I deal with outdated comments from time to time. It certainly is not an urban myth. People mention it in lists of worst practices not because it hits you very often but because when it does, it's usually costs you a lot of time and effort.

In our codebase most outdated comments are caused by the use of the (anti)pattern of describing method behavior near its call and not near method declaration. It happens when someone extracts long piece of code into a method which is only called once at the moment and then comments the method call. So you end up with something like this:

featureList = GetFeatures();

// Sorting features and deleting empty ones from the list...

And the method is declared somewhere below without comments. People mess with these methods over the years dealing with changes of spec and fixing bugs, and eventually you end up with a method that doesn't sort the list and throws an exception when it finds the empty feature. So the comment above is an outdated comment which will eventually cost you some time in debugger. These do happen in some codebases.


Ask yourself this. Have you ever changed a line of code and not changed the associated comments or added new ones?

I have worked with a lot of legacy code and the comments are sometimes not even close to relevant.


For the most part, my experience matches yours but I have run across one case where that was true all over the codebase. It was an app that had been written years before by a consulting shop that was no longer "on good terms" with the client.

The company did an exceptional job commenting the code, but the programmers that maintained it since the original handoff were part of the "only change what absolutely needs to be changed" mindset which in itself is not bad. Unfortunately, they kept that same attitude toward comments as well, leading to a pretty large disconnect between the comments and the code over time.


Last 3 projects I worked on I spent several days on each removing outdated, misleading, and just plain useless comments from the codebase. Where possible and necessary I replace them with more appropriate comments, but more often than not it's just a question of deleting the comment and moving on.

I've done the same on pretty much every codebase I've ever taken over from others, usually after it being unmaintained for a while and the original owners long gone and/or unwilling or incapable of doing proper handover.


It could be the decline in the use of comments. How much of anyone's code qualifies? For one, someone actually has to include comments for them to be outdated. Second, the code that was commented has to be changed. Not sure a high-percentage of code qualifies.

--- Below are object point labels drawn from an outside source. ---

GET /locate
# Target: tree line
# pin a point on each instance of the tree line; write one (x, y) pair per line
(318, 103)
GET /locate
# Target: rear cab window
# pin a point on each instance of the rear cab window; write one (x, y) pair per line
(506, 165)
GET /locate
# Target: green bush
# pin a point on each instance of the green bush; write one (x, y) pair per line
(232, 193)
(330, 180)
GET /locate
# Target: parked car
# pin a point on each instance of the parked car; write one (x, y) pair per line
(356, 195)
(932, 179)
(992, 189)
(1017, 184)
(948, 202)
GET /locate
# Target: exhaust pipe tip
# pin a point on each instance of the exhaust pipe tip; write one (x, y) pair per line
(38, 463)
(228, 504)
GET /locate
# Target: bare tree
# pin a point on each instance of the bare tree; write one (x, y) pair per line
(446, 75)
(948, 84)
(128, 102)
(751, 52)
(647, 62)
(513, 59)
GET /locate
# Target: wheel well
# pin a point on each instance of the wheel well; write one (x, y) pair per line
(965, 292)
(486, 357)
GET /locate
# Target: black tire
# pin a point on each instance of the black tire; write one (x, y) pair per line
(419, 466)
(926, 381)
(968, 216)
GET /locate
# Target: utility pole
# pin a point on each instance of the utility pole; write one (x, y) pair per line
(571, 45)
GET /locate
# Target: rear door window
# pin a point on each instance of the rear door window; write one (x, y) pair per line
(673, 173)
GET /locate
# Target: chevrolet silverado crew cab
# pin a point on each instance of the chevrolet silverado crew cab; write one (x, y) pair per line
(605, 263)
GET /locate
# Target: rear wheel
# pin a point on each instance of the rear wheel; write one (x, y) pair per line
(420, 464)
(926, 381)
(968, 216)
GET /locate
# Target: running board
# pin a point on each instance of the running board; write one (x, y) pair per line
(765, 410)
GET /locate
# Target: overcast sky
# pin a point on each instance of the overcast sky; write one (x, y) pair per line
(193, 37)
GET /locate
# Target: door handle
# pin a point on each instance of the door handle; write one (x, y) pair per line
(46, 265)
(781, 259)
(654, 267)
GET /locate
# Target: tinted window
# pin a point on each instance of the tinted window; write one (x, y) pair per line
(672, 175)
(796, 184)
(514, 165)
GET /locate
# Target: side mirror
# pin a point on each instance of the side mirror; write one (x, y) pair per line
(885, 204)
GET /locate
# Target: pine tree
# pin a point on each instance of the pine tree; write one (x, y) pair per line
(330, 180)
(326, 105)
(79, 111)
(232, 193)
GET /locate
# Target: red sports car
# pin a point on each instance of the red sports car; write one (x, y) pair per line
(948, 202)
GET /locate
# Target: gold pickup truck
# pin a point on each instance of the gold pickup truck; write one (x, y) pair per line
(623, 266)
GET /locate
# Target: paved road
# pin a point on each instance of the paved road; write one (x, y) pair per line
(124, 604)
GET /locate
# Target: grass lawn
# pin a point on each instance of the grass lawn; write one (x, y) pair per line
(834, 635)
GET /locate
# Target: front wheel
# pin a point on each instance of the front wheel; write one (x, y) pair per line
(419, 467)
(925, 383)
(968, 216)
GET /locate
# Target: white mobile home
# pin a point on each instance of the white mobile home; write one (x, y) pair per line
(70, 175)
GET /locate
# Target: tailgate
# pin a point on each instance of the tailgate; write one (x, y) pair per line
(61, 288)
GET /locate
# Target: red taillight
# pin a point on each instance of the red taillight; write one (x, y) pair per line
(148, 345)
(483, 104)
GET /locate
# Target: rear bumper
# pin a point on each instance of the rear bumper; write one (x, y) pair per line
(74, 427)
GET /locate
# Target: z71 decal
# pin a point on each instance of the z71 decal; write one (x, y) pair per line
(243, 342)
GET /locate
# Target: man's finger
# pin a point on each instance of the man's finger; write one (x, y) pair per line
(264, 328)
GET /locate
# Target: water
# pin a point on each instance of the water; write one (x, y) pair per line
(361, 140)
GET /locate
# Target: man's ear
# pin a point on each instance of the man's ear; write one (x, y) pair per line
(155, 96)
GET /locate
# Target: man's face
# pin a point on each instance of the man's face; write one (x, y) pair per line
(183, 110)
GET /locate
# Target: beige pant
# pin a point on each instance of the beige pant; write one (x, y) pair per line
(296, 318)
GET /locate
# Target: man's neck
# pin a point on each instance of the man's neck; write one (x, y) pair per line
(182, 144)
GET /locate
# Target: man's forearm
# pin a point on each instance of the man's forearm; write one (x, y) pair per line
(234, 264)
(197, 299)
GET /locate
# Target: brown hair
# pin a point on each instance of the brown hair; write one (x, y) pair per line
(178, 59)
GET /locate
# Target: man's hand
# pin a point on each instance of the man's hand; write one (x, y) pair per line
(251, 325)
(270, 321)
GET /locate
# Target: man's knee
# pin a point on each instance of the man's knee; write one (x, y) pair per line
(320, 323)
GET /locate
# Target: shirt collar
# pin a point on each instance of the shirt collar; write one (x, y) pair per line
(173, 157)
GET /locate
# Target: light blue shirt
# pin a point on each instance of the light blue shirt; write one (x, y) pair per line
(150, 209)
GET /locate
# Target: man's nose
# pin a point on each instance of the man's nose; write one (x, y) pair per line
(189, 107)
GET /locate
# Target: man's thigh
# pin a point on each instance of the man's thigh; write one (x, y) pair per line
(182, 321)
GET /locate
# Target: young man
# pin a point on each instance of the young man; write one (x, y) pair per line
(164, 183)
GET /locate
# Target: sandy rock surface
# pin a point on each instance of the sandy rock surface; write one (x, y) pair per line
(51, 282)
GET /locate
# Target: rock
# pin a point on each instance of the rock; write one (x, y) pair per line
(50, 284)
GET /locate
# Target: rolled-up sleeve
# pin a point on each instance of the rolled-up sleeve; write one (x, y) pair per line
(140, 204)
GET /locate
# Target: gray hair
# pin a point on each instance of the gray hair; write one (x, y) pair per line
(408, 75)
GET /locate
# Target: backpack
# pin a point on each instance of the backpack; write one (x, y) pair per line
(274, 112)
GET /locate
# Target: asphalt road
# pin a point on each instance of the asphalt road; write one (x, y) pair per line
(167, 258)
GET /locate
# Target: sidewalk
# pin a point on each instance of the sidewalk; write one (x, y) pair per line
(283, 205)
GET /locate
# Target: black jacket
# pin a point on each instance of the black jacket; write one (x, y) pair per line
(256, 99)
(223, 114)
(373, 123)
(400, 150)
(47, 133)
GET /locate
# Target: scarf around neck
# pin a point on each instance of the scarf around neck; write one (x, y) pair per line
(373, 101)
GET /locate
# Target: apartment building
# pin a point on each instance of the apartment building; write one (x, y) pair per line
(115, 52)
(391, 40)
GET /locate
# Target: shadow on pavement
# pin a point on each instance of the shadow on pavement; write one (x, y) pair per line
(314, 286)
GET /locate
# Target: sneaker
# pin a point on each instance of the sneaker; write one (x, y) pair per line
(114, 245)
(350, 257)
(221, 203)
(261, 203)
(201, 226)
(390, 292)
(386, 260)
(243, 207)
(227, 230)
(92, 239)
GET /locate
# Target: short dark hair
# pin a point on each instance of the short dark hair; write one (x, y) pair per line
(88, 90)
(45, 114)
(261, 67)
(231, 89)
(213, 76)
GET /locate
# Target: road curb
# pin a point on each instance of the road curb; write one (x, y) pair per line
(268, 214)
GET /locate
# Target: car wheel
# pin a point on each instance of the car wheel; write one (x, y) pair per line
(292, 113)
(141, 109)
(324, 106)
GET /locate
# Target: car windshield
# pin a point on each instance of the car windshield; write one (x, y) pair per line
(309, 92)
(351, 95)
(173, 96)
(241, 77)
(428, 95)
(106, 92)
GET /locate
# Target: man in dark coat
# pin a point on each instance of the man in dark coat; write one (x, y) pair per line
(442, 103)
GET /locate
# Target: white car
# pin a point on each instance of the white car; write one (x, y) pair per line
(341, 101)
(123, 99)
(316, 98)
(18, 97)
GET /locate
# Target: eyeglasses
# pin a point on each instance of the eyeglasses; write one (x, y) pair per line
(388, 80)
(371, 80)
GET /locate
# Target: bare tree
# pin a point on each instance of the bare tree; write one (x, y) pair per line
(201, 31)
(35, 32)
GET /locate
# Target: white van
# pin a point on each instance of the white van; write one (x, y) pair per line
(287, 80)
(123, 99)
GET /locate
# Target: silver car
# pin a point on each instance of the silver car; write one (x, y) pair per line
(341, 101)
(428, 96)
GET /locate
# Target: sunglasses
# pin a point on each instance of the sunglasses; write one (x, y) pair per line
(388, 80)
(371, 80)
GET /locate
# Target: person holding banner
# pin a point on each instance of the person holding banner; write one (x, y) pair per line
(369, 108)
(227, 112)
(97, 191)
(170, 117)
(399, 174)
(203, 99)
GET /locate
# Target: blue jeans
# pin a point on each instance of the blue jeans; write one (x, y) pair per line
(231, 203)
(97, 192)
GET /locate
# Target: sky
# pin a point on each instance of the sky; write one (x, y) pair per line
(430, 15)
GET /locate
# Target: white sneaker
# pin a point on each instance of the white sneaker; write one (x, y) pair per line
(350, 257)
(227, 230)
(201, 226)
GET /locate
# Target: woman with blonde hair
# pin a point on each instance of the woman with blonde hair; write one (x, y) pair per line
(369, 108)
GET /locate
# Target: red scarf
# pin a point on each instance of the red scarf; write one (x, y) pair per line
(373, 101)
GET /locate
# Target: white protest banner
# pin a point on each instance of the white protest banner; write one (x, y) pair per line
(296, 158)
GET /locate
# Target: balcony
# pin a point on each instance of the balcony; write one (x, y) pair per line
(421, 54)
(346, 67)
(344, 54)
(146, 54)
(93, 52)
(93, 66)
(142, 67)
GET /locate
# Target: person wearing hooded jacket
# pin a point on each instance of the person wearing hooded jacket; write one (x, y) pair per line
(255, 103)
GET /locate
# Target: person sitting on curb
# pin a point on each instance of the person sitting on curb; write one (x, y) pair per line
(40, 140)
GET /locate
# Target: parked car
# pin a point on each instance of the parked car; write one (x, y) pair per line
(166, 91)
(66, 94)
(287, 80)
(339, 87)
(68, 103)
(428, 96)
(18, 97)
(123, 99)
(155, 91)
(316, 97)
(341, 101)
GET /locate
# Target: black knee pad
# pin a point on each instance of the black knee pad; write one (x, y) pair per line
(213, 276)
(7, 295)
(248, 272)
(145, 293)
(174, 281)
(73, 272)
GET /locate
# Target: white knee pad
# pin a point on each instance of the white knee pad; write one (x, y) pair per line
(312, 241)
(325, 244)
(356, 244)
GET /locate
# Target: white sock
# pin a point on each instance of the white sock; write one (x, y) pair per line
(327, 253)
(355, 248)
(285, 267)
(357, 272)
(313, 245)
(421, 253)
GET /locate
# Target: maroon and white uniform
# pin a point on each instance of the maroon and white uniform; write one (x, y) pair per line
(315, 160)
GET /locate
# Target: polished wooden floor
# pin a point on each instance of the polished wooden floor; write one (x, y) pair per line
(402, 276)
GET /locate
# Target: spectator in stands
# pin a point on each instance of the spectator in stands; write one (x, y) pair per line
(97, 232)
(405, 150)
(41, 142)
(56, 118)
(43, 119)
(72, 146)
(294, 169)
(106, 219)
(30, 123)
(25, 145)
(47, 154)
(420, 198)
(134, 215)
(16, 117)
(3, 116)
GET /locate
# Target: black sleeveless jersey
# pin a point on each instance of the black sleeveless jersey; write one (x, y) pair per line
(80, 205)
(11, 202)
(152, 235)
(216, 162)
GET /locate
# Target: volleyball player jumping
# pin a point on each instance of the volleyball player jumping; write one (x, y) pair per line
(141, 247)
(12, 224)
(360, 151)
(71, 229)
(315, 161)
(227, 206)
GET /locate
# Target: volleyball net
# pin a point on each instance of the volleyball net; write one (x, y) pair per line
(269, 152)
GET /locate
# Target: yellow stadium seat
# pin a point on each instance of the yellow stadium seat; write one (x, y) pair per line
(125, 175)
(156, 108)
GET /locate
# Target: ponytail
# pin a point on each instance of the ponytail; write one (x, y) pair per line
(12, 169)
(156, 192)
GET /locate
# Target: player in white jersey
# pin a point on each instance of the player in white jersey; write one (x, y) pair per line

You only have to rely on one bad comment to ruin a large piece of an application and waste a lot of your time.


In a organization which churns out a lot of code, it is difficult to keep the comments in sync. The best way to understand what is happening is by using softwares which draw the control flow diagram of the module which you are working on. That is the only way to keep get a feel of what the software does.

  • It's not difficult at all. You do code reviews, and you don't accept code changes that invalidate comments, until the comments are fixed.
    – gnasher729
    Commented Aug 22, 2022 at 9:11

It’s all a matter of yours and your company’s mentality. First, you should have code reviews. Second, if you review code and it has changed in a way that changes its meaning, part of the code review is obviously to check if users of the code are still fine, and to check that all comments are still correct. And a change with invalid comments is not accepted.